Addendum: the photo above shows two segments of the original Berlin Wall that are now on display at the Memorial de Caen in France (not surprisingly in the Cold War section). The graffiti on the right seems to say “Has bleibt Has”, or ‘rabbit will be rabbit’! That also fits in with the many little bunny images around it. But don’t ask me what the deeper meaning is supposed to be (if there is one).

 

Saturday 3 October 2015

 

a V2 missile replica on display at Peenemünde

 

On this Day … not what everybody was probably expecting, as Germany is celebrating 25 years of reunification … Instead I’d like to go back quite a bit further in history: 73 years ago, on 3 October 1942, Nazi Germany performed the first successful launch of its Aggregat 4 rocket, which later would become infamous as the V-2. It’s a very ambivalent anniversary. On the one hand, the launch was the starting gun for the space age (the rocket reached some 90km in altitude, so not quite outer space, but quite near enough), and indeed the V-2 was the model that NASA started with when developing the rockets for its space programme after WWII.

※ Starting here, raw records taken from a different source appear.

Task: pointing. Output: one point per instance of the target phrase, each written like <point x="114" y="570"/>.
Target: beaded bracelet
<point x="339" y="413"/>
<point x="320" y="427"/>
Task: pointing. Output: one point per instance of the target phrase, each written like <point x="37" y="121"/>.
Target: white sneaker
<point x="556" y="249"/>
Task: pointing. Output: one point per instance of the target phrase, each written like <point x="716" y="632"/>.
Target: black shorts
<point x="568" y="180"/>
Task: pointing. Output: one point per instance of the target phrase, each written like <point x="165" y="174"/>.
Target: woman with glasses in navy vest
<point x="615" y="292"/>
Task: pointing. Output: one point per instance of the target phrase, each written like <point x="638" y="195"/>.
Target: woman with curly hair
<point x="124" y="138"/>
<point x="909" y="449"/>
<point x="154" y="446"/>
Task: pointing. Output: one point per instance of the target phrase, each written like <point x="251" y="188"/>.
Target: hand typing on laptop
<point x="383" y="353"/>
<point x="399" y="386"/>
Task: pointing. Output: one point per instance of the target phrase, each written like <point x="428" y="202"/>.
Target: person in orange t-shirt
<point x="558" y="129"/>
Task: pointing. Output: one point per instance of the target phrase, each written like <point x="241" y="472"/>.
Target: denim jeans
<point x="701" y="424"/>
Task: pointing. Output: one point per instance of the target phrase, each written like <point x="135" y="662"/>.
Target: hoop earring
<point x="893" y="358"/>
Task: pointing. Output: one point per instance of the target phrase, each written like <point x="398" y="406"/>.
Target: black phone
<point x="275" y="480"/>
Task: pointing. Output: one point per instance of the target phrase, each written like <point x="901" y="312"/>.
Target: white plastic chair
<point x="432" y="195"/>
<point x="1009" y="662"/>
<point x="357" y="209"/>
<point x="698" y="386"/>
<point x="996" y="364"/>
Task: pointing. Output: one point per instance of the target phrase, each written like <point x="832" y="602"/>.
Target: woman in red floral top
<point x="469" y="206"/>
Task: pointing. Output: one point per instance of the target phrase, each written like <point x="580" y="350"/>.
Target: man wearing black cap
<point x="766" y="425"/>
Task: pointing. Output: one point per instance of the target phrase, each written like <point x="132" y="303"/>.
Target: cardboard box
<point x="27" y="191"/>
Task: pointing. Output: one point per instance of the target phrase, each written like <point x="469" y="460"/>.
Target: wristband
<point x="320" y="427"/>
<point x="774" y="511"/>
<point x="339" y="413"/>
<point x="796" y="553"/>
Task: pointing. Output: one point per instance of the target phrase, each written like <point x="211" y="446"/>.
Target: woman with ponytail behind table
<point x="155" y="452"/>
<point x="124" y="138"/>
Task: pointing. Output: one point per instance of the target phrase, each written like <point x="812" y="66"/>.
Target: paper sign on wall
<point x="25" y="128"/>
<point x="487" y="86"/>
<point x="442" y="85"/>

On the other hand, however, the launch also marked the beginning of the age of missiles used as pure terror weapons. The V-2 was used to hit London, Antwerp and other cities to target civilian areas indiscriminately. It was an altogether new way of bringing death and destruction “remotely”, as it were. Bombers still had to be flown towards their targets by pilots, missiles could do it all on their own. In the Cold War this soon became the standard type of “delivery” of explosives, of course, so the V-2 can also be seen as a precursor to the system of deterrence (together with nuclear weapons forming MAD – mutual assured destruction) during that era. Whereas these days “remote death” is more often brought by drones …

This picture was taken at Peenemünde, the site where Wernher von Braun and his team developed Nazi Germany’s rocket programme. Parts of this site are now a museum.